A cheerful homage to the Baroque for this year's last concert in the Rector's Palace

Date created: 24.08.2014.

The Dubrovnik Symphony Orchestra, conducted by the Italian conductor Nicola Giuliani, bassoonist Matija Novaković and pianist Diana Brekalo performed last night, 23d August, in the Rector’s Palace atrium and played the works of Gian Francesco Malipieri, Milko Kelemen and Alfred Castella. 

The program, which consisted of contemporary pieces serving as a sort of homage to the masters of the Baroque, filled the Palace with serene melodies and cheered up the audience. One of the pieces performed was Vivaldiana by the Italian author Gian Francesco Malipieri, made in 1952, which consists of parts from six different Vivaldi’s concerts and is characterized by a successful combination of a cheerful sound of Vivaldi’s works and an imaginative modern orchestration.
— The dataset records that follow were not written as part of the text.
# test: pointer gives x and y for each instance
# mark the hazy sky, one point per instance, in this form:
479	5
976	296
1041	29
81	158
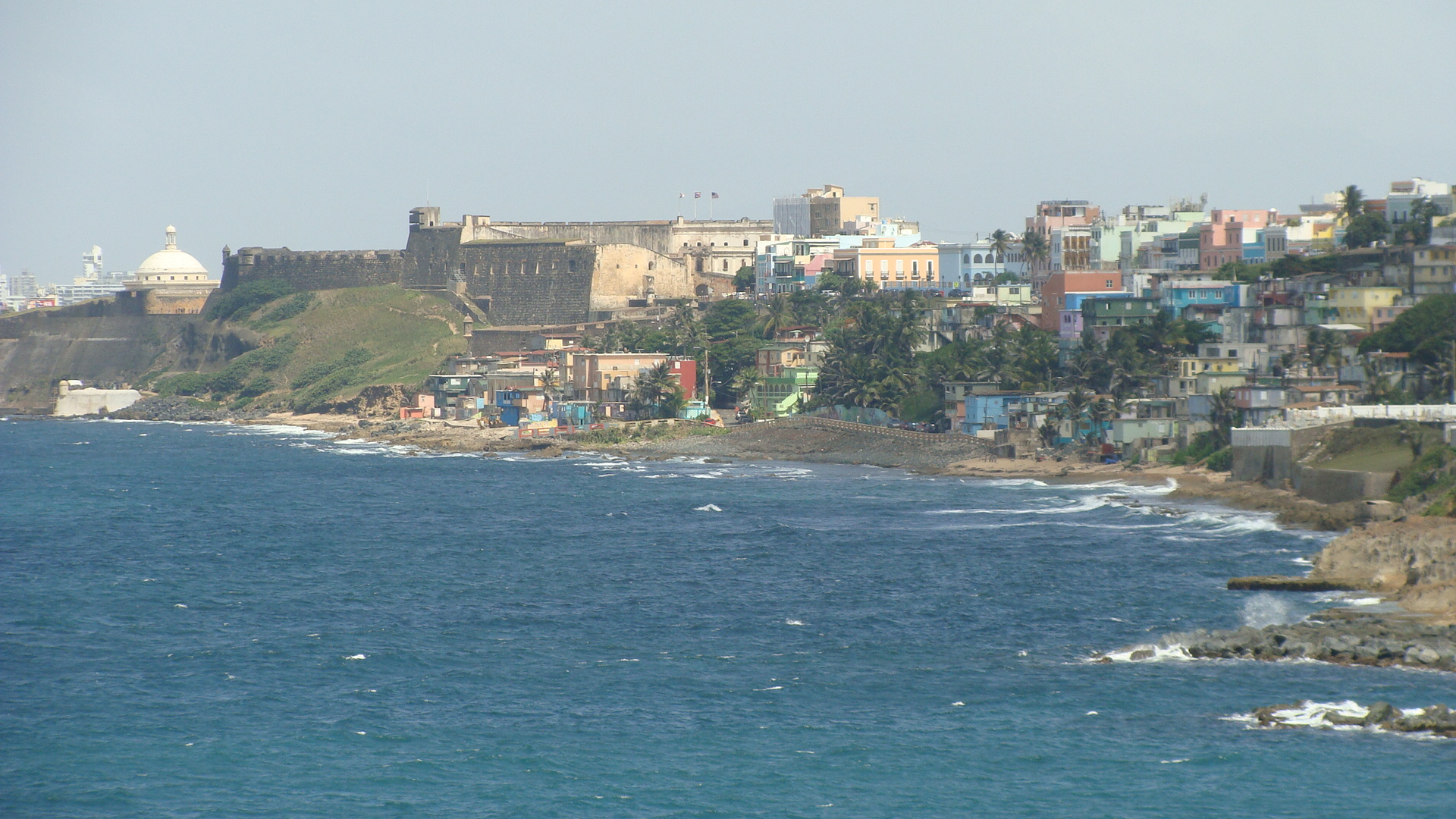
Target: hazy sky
319	126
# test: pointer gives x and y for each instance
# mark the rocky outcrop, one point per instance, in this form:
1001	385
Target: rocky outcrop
1283	583
1335	637
1395	556
379	401
178	409
1433	719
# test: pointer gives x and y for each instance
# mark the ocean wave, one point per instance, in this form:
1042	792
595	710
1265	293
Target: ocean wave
1345	716
1008	483
1145	653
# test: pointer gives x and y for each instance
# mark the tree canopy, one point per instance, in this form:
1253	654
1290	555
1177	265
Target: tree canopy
1426	331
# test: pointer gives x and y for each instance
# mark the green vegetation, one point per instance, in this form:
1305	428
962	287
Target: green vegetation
242	300
1363	449
1426	331
1423	464
315	352
290	308
637	433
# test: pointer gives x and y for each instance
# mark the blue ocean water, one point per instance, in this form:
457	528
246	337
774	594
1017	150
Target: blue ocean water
229	621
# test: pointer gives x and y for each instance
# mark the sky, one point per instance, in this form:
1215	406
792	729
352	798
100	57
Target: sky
318	126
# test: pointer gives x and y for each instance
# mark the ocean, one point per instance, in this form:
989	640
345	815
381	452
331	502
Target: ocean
204	620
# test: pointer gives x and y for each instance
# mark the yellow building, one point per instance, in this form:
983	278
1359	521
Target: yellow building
887	265
1193	368
1359	305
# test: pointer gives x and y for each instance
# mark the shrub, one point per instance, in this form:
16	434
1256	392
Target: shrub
231	378
273	357
322	369
256	387
248	297
290	308
185	384
316	398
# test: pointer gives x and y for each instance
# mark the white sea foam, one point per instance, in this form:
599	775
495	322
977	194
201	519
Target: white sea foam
1159	653
1347	598
1267	610
1318	716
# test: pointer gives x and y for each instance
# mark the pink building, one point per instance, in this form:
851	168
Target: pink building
1222	240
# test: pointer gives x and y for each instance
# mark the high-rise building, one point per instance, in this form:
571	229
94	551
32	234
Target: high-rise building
91	267
24	286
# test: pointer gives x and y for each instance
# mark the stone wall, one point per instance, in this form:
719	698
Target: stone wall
313	270
653	235
1338	485
626	276
530	283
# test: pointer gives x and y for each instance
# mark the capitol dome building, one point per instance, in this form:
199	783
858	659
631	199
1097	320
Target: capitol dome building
172	280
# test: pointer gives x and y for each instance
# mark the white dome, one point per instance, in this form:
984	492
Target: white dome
171	260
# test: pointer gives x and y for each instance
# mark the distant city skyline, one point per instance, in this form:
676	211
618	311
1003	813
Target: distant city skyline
303	126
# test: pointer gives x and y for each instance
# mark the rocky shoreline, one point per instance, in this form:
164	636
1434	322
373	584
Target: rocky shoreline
1435	720
1411	561
1337	635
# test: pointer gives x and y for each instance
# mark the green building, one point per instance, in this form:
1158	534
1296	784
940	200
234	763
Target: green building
785	392
1104	316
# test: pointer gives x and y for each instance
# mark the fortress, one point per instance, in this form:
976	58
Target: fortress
529	273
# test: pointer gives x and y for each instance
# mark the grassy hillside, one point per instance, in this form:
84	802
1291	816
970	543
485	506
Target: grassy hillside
322	347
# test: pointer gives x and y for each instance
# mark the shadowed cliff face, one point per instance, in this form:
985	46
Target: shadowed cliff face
98	346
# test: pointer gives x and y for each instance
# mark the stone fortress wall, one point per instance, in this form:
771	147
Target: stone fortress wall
529	273
313	270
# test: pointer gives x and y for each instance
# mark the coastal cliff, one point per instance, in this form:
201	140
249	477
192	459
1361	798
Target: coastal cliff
1414	560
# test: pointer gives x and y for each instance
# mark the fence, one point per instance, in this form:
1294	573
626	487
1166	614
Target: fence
598	428
1442	413
852	426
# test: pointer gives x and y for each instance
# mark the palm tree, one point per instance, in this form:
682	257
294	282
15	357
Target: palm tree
1351	205
1001	245
654	385
1034	246
745	384
778	315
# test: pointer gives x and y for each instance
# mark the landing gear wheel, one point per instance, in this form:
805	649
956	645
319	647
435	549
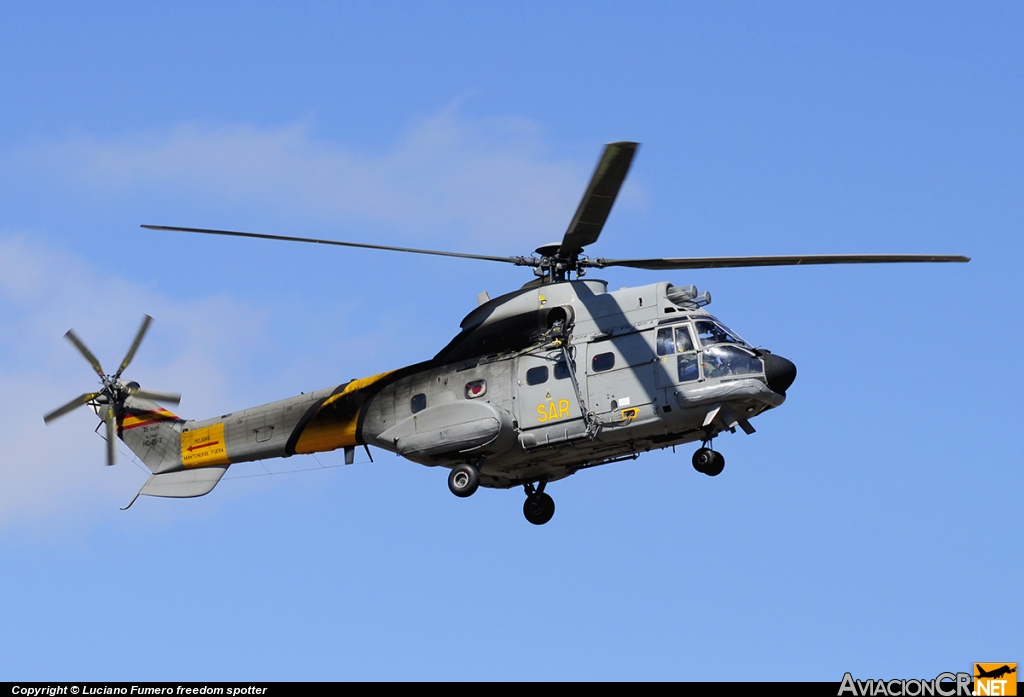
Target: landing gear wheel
717	465
464	480
701	459
709	462
539	508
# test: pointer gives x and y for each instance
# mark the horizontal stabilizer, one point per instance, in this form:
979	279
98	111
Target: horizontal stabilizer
184	483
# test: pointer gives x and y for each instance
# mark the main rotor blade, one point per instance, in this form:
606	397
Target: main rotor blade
169	397
519	261
111	435
801	260
73	338
134	345
71	406
599	198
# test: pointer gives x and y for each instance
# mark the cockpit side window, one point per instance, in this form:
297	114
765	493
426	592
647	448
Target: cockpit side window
683	340
665	347
687	361
712	333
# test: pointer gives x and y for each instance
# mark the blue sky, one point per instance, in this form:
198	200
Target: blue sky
867	526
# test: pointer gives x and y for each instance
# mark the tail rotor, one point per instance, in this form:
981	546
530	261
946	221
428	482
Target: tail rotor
109	402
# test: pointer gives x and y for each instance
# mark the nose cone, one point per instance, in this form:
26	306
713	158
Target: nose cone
779	373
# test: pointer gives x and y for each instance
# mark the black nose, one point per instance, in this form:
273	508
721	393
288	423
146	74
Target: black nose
779	373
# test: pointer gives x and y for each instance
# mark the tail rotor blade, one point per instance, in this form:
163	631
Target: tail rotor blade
169	397
71	406
111	435
134	345
599	198
73	338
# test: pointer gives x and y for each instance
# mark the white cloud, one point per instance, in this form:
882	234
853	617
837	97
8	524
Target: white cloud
482	178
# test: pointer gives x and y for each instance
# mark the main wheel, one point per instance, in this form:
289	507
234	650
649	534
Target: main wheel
464	480
717	465
539	509
704	459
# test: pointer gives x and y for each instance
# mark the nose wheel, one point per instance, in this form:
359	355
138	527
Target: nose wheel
709	462
539	507
464	480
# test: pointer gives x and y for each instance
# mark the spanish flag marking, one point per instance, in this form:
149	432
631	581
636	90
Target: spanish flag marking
137	419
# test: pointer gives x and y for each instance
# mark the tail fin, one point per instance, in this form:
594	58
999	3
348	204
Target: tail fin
154	434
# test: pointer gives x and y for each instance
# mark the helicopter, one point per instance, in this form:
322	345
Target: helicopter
556	377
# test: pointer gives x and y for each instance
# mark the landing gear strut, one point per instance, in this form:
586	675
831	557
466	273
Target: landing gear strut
539	507
464	480
709	462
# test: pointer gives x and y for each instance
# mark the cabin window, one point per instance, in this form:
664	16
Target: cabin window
561	371
603	361
418	402
688	371
475	389
537	376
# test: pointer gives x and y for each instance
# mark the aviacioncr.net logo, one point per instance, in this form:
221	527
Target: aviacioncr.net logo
943	685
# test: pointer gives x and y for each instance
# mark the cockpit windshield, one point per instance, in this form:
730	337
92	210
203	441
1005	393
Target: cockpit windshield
711	333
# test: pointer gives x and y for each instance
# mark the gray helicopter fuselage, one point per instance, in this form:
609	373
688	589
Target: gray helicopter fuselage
579	377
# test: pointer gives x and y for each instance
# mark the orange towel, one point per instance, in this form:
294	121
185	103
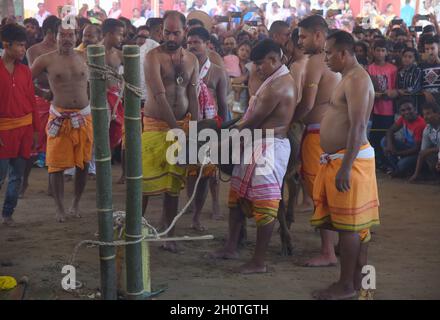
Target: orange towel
355	210
14	123
310	153
72	147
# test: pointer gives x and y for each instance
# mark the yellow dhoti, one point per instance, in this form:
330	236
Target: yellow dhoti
355	210
160	176
69	138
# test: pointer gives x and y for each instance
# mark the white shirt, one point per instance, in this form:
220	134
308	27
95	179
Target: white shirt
41	19
115	14
144	49
139	22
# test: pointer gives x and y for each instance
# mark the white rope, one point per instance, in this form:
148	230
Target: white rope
119	218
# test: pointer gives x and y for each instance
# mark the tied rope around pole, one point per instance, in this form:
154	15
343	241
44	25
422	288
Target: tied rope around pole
156	235
107	73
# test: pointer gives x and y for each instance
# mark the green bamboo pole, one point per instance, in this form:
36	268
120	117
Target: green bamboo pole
104	202
133	163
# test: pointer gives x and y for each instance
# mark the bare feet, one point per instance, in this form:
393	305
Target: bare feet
60	217
336	291
251	267
223	254
321	261
217	216
198	226
74	211
170	246
9	222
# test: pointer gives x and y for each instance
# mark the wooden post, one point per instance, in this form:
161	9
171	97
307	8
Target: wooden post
133	169
104	202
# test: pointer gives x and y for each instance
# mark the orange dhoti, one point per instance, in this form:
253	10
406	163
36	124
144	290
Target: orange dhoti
355	210
69	138
310	153
43	107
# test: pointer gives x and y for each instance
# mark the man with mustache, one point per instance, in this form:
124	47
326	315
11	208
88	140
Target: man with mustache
171	77
70	134
43	96
212	93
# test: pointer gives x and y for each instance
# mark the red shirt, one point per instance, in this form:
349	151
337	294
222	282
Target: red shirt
17	99
412	131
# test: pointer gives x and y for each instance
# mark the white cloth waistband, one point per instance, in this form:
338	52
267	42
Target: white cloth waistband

There is another person responsible for the revival of interest in Vivaldi’s works in the 20th century, Italian composer Alfredo Castella, whose Scarlattiana was beautifully performed with the orchestra by the well-prepared pianist Diana Brekalo. This piece demonstrates an abundance of easily recognizable melodies and themes of the Italian Baroque master Domenico Scarlatti, as the name suggests, and offers us a fresh new glance at the music of the 18th century from the perspective of the 20th century. In the central part of the program, between the works of the two Italian authors, a piece by Croatia’s perhaps even greatest avant-garde music author Milko Keleman was performed, and his Concert for bassoon and strings, made in 1956, was played by fagottist Matija Novaković with the string section of the Dubrovnik Symphony Orchestra. This is another cheerful piece with a hint of folk tunes, which fit the rest of the program perfectly.

Bassoonist Matija Novaković and pianist Diana Brekalo have showed how exceptionally well-prepared they were, and this performance by the Dubrovnik Symphony Orchestra with guest soloists and conductor turned out to be a real music treat which attracted a great audience to the Rector’s Palace atrium.